Eurostar’s support of Ukrainian refugees comes after the proclamations from several European nations – including Moldova, Poland and Hungary – that they will operate on an open-door policy, permitting refugees to cross their borders without formally applying for asylum. According to the United Nations, more than one million civilians have already fled Ukraine due to the Russian attacks, and the European Union has stated that they expect three million more to leave, who they are willing to welcome with ‘open arms.’
On the contrary, the UK has not waived its visa requirements. While measures have been introduced by the House of Commons – including the Ukraine Family Scheme which allows eligible extended family members from Ukraine to apply for a visa to come to the UK – this is not enough. As Shadow Foreign Secretary David Lammy summed up in an interview with Sky News, the UK’s refusal to provide viable concessions on visa policies is ‘bureaucratic’ with ‘a lot of red tape.’ With tens of thousands of innocent civilians trying to flee a warzone, the UK’s long-winded approach would serve no actual purpose. It would be too slow to actually help anyone trying to escape imminent danger.
However, does our government’s response actually elicit any surprise from us? The UK has a historically troubled relationship with immigrants – this most prominently came to light during the Brexit Referendum in 2016. One of the major reasons behind Britons’ votes to leave the EU was because of concerns around immigration and related social consequences. Findings from the British Social Attitudes survey published a year after found that Britain’s decision to withdraw from the EU was the result of widespread anti-immigration sentiment, rather than a wider dissatisfaction with politics – nearly three-quarters (73 percent) of those worried about immigration voted leave. We need look no further than the scaremongering incited by Nigel Farage and UKIP as evidence of why the above occurred.

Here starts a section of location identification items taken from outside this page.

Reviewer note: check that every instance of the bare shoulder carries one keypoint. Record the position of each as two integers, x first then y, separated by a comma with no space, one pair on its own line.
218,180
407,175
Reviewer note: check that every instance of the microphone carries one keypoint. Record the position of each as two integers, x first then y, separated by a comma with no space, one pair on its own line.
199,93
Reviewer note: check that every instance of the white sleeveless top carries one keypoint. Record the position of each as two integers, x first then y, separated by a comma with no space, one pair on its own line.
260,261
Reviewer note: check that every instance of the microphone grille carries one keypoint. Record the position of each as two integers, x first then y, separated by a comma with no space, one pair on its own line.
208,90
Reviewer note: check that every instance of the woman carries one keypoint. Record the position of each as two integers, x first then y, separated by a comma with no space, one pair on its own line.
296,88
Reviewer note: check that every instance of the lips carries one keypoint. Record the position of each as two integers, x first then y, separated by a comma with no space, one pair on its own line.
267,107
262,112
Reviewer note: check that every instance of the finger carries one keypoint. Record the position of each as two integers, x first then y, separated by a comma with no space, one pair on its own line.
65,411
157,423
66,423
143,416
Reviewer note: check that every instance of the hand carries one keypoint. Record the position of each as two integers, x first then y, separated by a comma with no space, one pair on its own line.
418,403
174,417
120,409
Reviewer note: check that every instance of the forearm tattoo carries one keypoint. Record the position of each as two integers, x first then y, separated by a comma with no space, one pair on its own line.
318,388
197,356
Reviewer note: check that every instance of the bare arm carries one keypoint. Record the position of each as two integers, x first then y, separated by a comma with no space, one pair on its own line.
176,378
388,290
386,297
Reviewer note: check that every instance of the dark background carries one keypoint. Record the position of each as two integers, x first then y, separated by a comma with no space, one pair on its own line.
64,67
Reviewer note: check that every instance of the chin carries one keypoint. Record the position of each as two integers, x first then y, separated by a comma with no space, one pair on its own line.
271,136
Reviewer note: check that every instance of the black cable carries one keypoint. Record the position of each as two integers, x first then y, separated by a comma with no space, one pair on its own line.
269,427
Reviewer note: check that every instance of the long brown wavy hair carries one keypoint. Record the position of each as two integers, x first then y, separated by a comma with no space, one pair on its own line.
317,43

Another example from further back would be the Windrush Scandal. Although the Windrush generation who arrived in the UK from Caribbean countries between 1948 and 1973 were not refugees, many of them were later affected during the 2010s by strict immigration controls. In 2012, the government’s enforcement of ‘Hostile Environment’ legislation wrongly detained, deported and denied legal rights to thousands of Black Britons who lacked documentation, despite being British subjects free to permanently live and work in the UK.

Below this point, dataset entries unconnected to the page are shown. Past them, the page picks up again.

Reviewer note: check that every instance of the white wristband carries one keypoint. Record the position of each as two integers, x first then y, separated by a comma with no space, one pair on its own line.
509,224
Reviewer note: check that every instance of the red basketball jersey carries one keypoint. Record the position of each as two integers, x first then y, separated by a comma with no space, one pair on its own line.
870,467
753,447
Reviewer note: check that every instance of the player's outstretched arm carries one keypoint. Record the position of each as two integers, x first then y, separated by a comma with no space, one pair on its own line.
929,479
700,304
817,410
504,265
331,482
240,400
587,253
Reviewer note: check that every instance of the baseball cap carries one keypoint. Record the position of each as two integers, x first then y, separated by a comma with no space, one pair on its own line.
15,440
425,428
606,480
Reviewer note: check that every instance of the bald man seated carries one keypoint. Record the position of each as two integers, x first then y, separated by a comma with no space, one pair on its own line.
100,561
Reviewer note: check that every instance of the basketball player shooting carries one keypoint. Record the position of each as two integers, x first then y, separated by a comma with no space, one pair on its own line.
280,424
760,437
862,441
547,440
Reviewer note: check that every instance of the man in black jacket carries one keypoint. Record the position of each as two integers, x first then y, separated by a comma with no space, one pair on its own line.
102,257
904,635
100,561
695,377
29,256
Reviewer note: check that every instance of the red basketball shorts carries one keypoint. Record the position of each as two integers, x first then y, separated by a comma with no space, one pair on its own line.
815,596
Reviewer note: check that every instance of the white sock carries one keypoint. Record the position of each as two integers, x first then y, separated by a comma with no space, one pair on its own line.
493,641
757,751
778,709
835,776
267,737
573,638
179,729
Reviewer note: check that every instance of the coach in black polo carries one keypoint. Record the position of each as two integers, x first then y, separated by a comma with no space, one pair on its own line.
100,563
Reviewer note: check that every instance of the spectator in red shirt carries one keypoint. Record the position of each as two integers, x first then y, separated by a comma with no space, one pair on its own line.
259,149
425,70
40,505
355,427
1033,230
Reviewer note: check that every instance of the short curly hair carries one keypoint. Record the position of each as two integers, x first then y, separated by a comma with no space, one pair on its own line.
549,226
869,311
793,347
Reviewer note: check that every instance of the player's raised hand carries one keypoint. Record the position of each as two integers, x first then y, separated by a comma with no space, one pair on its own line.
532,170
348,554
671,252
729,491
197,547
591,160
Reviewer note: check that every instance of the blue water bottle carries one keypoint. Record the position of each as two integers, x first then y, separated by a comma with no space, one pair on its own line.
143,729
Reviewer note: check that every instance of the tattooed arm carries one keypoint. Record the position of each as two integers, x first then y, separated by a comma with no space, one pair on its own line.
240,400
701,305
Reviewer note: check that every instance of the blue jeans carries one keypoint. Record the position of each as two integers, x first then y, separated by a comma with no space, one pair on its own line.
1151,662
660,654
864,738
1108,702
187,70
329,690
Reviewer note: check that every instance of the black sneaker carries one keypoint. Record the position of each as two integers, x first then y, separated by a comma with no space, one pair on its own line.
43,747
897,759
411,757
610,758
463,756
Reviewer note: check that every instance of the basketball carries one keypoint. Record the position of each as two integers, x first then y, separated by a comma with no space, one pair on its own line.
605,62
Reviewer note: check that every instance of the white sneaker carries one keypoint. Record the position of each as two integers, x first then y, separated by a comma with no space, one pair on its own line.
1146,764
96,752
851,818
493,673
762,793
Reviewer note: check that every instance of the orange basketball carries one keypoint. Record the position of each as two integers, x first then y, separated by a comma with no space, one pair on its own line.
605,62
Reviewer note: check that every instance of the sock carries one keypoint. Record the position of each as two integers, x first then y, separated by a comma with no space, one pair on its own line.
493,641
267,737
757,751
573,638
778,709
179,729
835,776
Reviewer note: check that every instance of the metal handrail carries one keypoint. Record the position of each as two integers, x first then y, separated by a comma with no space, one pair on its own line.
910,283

Under Theresa May’s cabinet in 2018, a ‘Windrush Lessons Learned Review’ was undertaken, which promised to find the root causes behind this tragedy. According to The Joint Council for the Welfare of Immigrants, the review found that the ‘Windrush scandal was not an accident, but the inevitable result of policies designed to make life impossible for those without the right papers […] coupled with decades of immigration legislation explicitly aimed at reducing non-white immigration.’

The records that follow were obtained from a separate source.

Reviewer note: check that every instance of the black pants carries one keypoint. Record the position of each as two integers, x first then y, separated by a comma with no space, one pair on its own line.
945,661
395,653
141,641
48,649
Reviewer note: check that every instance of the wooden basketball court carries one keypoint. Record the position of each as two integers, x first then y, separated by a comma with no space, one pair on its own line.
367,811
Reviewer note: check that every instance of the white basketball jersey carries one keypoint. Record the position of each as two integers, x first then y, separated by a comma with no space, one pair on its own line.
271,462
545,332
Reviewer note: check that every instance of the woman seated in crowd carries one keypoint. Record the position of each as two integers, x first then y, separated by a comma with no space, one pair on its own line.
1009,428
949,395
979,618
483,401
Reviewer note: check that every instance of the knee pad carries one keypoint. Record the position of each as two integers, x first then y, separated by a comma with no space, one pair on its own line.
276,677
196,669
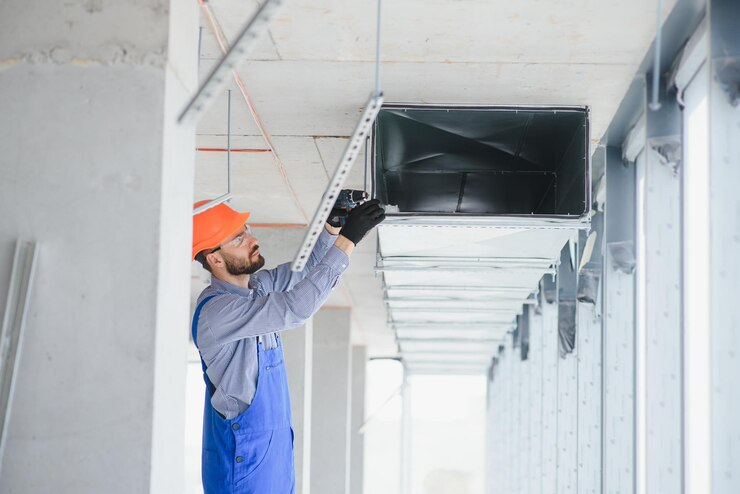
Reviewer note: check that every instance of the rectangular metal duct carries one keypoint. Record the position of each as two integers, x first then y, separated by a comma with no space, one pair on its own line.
482,160
479,201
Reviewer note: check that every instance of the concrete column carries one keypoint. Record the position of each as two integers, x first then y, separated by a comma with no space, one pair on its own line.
724,244
662,268
357,443
96,170
298,353
332,395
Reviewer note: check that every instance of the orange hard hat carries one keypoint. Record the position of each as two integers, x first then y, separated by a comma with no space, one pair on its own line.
214,225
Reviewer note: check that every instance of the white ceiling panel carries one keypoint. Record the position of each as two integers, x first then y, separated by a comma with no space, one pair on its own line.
468,241
451,334
490,278
460,304
462,317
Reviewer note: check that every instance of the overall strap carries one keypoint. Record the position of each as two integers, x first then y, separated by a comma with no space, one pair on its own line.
194,330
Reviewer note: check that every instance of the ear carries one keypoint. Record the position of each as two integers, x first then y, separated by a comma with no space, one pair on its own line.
215,260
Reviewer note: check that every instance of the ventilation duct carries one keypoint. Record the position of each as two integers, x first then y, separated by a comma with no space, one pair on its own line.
480,202
482,161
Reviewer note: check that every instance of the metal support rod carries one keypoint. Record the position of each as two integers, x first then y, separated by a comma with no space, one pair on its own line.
655,103
11,338
218,77
378,91
211,204
228,143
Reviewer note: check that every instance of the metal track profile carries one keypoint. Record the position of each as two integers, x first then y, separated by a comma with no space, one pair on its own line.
337,181
11,339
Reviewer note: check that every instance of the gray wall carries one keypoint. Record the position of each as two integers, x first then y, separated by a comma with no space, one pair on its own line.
96,170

The instances above were unfortunately born out of an institutional racism that underlies our country. Yet this is not just limited to the UK. Non-white Ukrainian refugees are facing oppression from their own people in their own country. Both South Asian and African refugees have reached out to various publications – including The Independent, The Guardian and The New York Times – to share their stories of maltreatment and abuse. Unlike their white counterparts, non-white European refugees have been hindered from leaving Ukraine, not given any shelter from the cold (despite dire weather conditions of snow) or basic provisions like food and water, and in some cases victims have been slapped or beaten with sticks.
As a person of colour myself, hearing and seeing these stories of racism is terrifying. It is one failure to limit the number of refugees entering the UK, but for Ukrainian authorities to deter refugees from safety due to the colour of their skin is an atrocity. The Universal Declaration of Human Rights states that ‘everyone has the right to freedom of movement and residence within the borders of each state. Everyone has the right to leave any country, including his own, and to return to his country.’ However, when we look at the world surrounding us, it appears that this supposed right to travel is now almost non-existent.